[R-sig-ME] lme4, lme4a, and overdispersed distributions (again)

Thu Jun 24 19:59:58 CEST 2010

Since I am definitely *not* a mathematician, I am straying in over my head
here. 

I understand what you are saying - that there isn't a likelihood function
for the quasi-binomial "distribution". And therefore, there is no-such
distribution.

What do you think of the suggestion that a beta-binomial mixture
distribution could be used to model overdispersed binomial data? 

Would this be a techinically correct and logistically feasibile solution?

-jeff

-----Original Message-----
From: dmbates at gmail.com [mailto:dmbates at gmail.com] On Behalf Of Douglas
Bates
Sent: Thursday, June 24, 2010 1:25 PM
To: Jeffrey Evans
Cc: r-sig-mixed-models at r-project.org
Subject: Re: [R-sig-ME] lme4, lme4a, and overdispersed distributions (again)

On Thu, Jun 24, 2010 at 11:54 AM, Jeffrey Evans
<Jeffrey.Evans at dartmouth.edu> wrote:
> Like others, I have experienced trouble with estimation of the scale 
> parameter using the quasi-distributions in lme4, which is necessary to 
> calculate QAICc and rank overdispersed generalized linear mixed models.

> I had several exchanges with Ben Bolker about this early last year 
> after his TREE paper came out 
> (http://www.cell.com/trends/ecology-evolution/abstract/S0169-5347%2809
> %29000 19-6), and I know it's been discussed on on this list. Has 
> there been or is there any potential resolution to this forthcoming in 
> future releases of
> lme4 or lme4a? I run into overdispersed binomial distributions 
> frequently and have had to use SAS to deal with them. SAS appears to 
> work, but it won't estimate the overdispersion parameter using laplace 
> estimation (only PQL), As I understand it, these pseudo-Iikelihoods 
> can't be used for model ranking.
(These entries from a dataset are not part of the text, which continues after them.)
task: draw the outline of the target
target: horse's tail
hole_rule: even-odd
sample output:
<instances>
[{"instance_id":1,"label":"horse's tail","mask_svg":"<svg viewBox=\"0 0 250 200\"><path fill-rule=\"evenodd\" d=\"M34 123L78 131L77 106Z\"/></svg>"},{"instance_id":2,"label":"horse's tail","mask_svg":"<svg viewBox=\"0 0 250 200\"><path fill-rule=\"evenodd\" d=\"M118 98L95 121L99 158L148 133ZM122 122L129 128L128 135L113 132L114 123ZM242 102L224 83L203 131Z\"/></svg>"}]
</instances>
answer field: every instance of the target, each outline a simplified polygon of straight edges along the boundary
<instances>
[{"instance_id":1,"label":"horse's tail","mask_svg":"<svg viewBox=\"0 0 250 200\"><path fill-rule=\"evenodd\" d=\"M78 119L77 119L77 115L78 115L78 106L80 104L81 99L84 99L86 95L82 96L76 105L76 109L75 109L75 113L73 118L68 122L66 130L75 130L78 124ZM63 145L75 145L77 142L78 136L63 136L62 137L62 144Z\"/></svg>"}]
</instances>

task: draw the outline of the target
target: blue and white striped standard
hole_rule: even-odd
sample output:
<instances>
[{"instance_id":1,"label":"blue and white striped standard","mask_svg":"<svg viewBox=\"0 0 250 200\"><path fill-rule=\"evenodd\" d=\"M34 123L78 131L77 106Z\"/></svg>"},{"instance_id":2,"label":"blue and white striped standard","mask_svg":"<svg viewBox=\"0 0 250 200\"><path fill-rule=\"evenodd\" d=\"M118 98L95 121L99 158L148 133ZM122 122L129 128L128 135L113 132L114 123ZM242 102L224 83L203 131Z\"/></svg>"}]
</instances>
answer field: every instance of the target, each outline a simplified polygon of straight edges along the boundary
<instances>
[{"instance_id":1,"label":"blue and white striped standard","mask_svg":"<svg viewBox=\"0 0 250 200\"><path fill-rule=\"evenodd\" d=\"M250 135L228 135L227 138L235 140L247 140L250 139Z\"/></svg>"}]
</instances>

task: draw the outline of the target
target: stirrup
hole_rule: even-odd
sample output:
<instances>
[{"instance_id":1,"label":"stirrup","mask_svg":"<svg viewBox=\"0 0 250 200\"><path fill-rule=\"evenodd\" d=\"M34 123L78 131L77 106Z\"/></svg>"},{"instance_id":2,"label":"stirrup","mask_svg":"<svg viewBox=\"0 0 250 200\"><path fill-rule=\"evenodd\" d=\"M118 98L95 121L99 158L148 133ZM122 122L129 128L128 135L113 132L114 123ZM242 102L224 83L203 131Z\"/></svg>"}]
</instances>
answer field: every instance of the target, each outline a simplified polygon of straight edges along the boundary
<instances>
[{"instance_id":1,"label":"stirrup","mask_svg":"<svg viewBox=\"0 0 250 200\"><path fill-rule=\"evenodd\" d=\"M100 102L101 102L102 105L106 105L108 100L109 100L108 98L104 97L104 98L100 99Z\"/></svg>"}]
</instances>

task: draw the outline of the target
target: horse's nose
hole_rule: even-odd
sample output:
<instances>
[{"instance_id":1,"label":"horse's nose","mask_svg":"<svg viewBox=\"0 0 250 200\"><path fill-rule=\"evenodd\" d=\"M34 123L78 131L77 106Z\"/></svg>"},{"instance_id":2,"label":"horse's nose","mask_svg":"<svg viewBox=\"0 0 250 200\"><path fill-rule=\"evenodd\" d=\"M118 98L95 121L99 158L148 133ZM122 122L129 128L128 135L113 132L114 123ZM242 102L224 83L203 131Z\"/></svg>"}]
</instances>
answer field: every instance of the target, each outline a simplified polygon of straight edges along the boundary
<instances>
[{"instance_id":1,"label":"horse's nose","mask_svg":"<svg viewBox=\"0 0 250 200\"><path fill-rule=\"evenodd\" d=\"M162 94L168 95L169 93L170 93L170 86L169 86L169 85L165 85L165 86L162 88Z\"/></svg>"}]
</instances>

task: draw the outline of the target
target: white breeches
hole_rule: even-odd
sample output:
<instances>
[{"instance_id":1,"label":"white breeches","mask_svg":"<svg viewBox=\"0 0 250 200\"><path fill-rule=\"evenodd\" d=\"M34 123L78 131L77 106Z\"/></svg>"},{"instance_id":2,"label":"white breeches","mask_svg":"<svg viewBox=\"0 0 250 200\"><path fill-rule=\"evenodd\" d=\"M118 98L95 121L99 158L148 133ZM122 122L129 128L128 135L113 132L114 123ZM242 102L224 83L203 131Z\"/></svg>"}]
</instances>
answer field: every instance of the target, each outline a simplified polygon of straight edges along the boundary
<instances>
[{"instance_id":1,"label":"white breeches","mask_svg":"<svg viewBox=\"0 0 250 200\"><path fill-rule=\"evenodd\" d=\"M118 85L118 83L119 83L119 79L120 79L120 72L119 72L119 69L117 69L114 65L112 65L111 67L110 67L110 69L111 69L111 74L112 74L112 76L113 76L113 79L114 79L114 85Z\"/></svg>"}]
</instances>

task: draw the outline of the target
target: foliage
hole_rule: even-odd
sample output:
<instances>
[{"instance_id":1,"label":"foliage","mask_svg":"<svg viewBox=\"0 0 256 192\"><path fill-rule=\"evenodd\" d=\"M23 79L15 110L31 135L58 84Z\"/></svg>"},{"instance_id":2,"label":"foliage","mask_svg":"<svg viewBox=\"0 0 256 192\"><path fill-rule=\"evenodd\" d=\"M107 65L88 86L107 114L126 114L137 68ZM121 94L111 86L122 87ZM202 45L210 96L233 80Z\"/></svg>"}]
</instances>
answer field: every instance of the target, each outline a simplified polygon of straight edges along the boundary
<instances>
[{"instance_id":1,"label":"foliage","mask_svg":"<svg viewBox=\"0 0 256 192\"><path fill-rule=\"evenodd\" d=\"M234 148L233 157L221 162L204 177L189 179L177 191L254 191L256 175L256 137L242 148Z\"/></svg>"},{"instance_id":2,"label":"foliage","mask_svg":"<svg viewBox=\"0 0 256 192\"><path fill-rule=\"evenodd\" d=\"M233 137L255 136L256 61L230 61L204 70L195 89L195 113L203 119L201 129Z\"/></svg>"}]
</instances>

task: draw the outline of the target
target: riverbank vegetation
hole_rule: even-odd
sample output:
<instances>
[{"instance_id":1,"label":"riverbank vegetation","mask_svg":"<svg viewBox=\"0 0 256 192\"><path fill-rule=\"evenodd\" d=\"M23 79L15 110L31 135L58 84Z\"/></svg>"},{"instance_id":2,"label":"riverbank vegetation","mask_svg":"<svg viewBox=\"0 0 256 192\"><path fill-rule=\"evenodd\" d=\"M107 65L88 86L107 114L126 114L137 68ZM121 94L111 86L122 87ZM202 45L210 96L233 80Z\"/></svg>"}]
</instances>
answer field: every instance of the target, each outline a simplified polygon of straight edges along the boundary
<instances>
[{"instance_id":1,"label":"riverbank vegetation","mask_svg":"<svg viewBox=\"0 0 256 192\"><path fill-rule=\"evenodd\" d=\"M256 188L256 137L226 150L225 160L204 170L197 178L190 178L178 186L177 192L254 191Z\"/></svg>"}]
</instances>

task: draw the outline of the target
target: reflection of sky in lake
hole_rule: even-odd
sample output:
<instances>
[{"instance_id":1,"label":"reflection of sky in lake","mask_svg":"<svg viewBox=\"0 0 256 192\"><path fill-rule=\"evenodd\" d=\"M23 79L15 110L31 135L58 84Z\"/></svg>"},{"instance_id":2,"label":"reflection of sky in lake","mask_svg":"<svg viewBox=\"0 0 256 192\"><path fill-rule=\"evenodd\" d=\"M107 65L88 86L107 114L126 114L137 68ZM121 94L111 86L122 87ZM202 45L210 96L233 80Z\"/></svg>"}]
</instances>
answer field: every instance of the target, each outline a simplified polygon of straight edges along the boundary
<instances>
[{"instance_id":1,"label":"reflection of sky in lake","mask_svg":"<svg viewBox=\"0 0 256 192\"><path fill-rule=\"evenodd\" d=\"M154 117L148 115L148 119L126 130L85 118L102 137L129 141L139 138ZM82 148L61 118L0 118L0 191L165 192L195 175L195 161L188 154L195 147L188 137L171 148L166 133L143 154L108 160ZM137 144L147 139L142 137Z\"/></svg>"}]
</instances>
I don't know why SAS can't/won't, but 
> lme4 will run these quasi-binomial and quasi-poisson distributions with
Laplace estimation.

> Is there a workable way to use lme4 for modeling overdispersed 
> binomial data?

I have trouble discussing this because I come from a background as a
mathematician and am used to tracing derivations back to the original
definitions.  So when I think of a likelihood (or, equivalently, a
deviance) to be optimized it only makes sense to me if there is a
probability distribution associated with the model.  And for the
quasi-binomial and quasi-Poisson families, there isn't a probability
distribution.  To me that means that discussing maximum likelihood
estimators for such models is nonsense.  The models simply do not exist.
One can play tricks in the case of a generalized linear model to estimate a
"quasi-parameter" that isn't part of the probability distribution but it is
foolhardy to expect that the tricks will automatically carry over to a
generalized linear mixed model.

I am not denying that data that are over-dispersed with respect to the
binomial or Poisson distributions can and do occur.  But having data like
this and a desire to model it doesn't make the quasi families real.  In his
signature Thierry Onkelinx quotes

The combination of some data and an aching desire for an answer does not
ensure that a reasonable answer can be extracted from a given body of data.
~ John Tukey

I could and do plan to incorporate the negative binomial family but, without
a definition that I can understand of a quasi-binomial or quasi-Poisson
distribution and its associated probability function, I'm stuck. To me it's
a "build bricks without straw" situation - you can't find maximum likelihood
estimates for parameters that aren't part of the likelihood.